Потом все мы стремительно окунулись в уединение — мы с мачехой взялись за книги, папа — за свои пустяковые дела. Похоже, я стал больше нравиться отцу. Быть может, я и не был таким сыном, какого бы ему хотелось иметь, зато был таким, какого он заслуживал — терпеливым, чутким, любящим книги, как он — работу, необщительным благодаря одиночеству, как он — благодаря своей мизантропии, — сыном, с которым он лучше всего, хотя и наименее откровенно, мог общаться с помощью записи концерта, до глубокой ночи, а то и до рассвета, оглашавшей весь дом.
Меня вновь поселили в моей комнате.
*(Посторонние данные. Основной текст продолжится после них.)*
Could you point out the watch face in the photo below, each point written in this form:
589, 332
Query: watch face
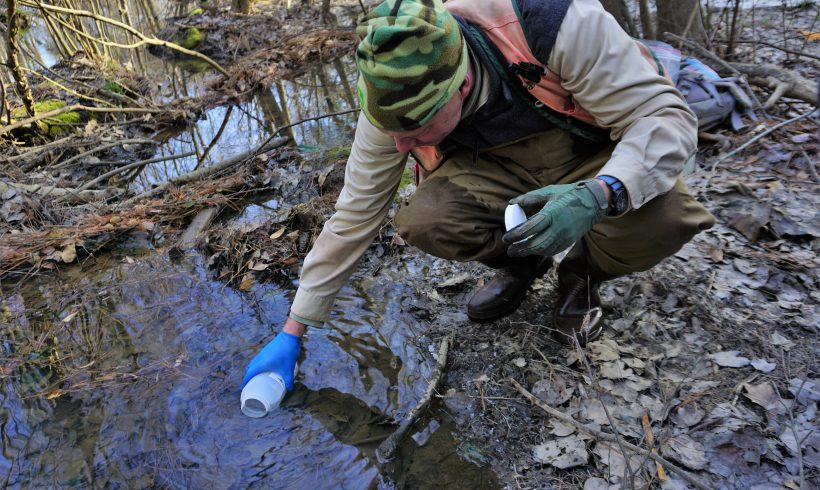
621, 201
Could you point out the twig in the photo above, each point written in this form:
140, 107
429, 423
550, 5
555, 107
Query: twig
781, 48
810, 164
595, 386
607, 437
74, 107
386, 450
143, 39
118, 170
702, 51
138, 141
792, 425
751, 141
204, 172
216, 137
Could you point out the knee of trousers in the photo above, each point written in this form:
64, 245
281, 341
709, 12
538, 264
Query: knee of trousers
450, 225
653, 232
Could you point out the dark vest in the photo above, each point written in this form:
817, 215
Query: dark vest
508, 115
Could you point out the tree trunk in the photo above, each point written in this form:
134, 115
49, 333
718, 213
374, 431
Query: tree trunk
647, 25
620, 11
681, 17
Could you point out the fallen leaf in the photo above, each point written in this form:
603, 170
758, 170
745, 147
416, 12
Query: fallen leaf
69, 253
70, 316
810, 36
455, 280
247, 282
686, 451
596, 483
781, 341
604, 350
763, 365
729, 359
617, 370
687, 415
561, 429
55, 394
566, 452
716, 254
553, 391
276, 234
745, 266
763, 394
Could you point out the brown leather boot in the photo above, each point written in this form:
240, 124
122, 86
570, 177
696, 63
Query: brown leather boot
578, 310
504, 292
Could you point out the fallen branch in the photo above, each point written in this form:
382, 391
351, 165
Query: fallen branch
207, 171
143, 39
78, 197
107, 146
118, 170
761, 135
784, 82
607, 437
75, 107
386, 450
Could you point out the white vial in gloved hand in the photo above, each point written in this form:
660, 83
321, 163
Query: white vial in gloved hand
262, 394
514, 216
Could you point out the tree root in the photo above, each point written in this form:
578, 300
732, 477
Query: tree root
386, 450
71, 196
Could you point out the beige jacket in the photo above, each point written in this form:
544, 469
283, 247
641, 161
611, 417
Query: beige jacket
600, 66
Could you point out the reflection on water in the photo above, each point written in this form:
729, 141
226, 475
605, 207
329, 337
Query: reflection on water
178, 342
228, 131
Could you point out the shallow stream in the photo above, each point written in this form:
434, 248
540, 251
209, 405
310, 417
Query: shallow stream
152, 353
124, 371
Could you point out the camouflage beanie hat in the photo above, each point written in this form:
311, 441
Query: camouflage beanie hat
412, 58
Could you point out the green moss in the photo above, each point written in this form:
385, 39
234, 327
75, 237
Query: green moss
190, 38
52, 126
338, 153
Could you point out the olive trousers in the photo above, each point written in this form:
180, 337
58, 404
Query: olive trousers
457, 212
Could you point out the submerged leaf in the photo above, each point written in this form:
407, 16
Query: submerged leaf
763, 365
763, 394
566, 452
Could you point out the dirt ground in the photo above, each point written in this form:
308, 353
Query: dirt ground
709, 358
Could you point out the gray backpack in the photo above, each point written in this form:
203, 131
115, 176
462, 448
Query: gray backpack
713, 99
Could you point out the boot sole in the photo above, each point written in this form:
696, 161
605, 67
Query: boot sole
513, 305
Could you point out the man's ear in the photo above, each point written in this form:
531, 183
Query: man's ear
467, 84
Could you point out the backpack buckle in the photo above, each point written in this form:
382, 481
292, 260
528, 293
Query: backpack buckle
527, 70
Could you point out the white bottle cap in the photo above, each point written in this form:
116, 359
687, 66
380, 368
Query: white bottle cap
514, 216
262, 394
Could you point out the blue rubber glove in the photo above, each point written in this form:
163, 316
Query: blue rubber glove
279, 356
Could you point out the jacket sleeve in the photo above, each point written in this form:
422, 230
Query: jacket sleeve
599, 64
372, 177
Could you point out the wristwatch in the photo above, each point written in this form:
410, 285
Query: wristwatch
619, 201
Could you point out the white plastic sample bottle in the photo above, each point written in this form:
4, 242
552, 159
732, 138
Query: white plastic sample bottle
514, 216
263, 394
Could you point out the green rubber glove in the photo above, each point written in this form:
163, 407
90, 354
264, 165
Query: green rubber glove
569, 211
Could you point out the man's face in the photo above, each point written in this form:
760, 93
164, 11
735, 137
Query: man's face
434, 130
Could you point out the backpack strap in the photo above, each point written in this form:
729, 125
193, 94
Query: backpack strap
533, 73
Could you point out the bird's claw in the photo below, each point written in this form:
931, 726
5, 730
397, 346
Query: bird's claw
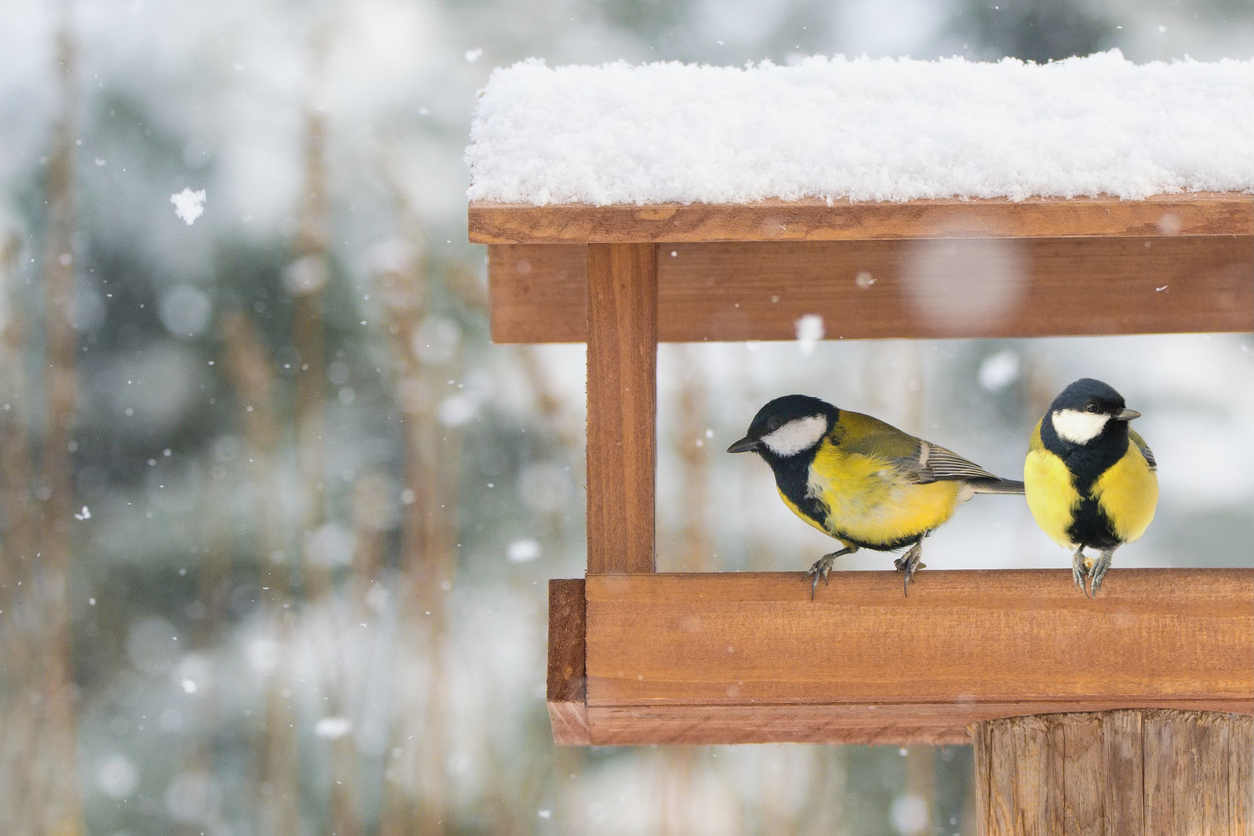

Мы ужинали очень поздно, после чего отдавались громогласной и долгой ночи. Отец работал за письменным столом. Мы были тремя фантазерами, радостно предававшимися размышлениям каждый в своей комнатенке. Шум счетной машинки, подпрыгивающей на своих металлических колесиках. Аромат горящих сосновых дров. Удивительная четкость и прекрасное настроение, с которыми, сменяя друг друга, вели мелодию рояль и кларнет. Наконец — сладковатый запах трубки. Отец спускался в подвал, который был возвращен его псу. Сквозь воздушный фильтр до меня доносился его голос: «Ну что, Дружок? Скажи, что случилось? Мне ты можешь сказать».
Потом, неожиданно, он пригласил меня погулять вместе с ними. Было необычайно холодно — осень впервые напомнила о себе, — и отец надел нелепую синюю шапку с козырьком и наушниками и мешковатое коричневое пальто, которое спереди застегивалось на молнию. Стоило нам остановиться, как мы оказывались закутанными в плащ сладковатого дыма — точно переодетый король со своим фаворитом, которые удрали из дворца, дабы побывать на сельской ярмарке. Ни отец, ни Дружок никуда не спешили. Мы останавливались у каждого куста, у каждого мусорного ящика позади каждого притихшего, погруженного во тьму коттеджа. Так мы дошли до безлюдного поселка: магазин, почта, судоремонтная мастерская. На подмостях лежал перевернутый быстроходный катер с покрытым белыми чешуйками днищем, которое нуждалось в чистке песком и покраске. О флагшток у почты с грохотом билась цепь. Мимо проехала женщина в белом чепчике медсестры, больше машин мы не видели.
Мы тронулись в обратный путь. С приближением рассвета защебетали птицы и принялись трепетать на ветру листья берез. У края отлогого берега постепенно приобрело очертания, а потом и цвет, озеро. Из-за какой-то двери на нас тявкнула невидимая собака, и Дружка обуяло любопытство. «Что случилось? Скажи мне. Мне ты можешь сказать. Что случилось, Дружок?»
По мере того как солнце, точно возвращающаяся в тело жизнь, вновь обретало власть над миром, луч отцовского фонарика делался все более тусклым, и вскоре его уже поглотила прозрачность того, что было неведомо вновь.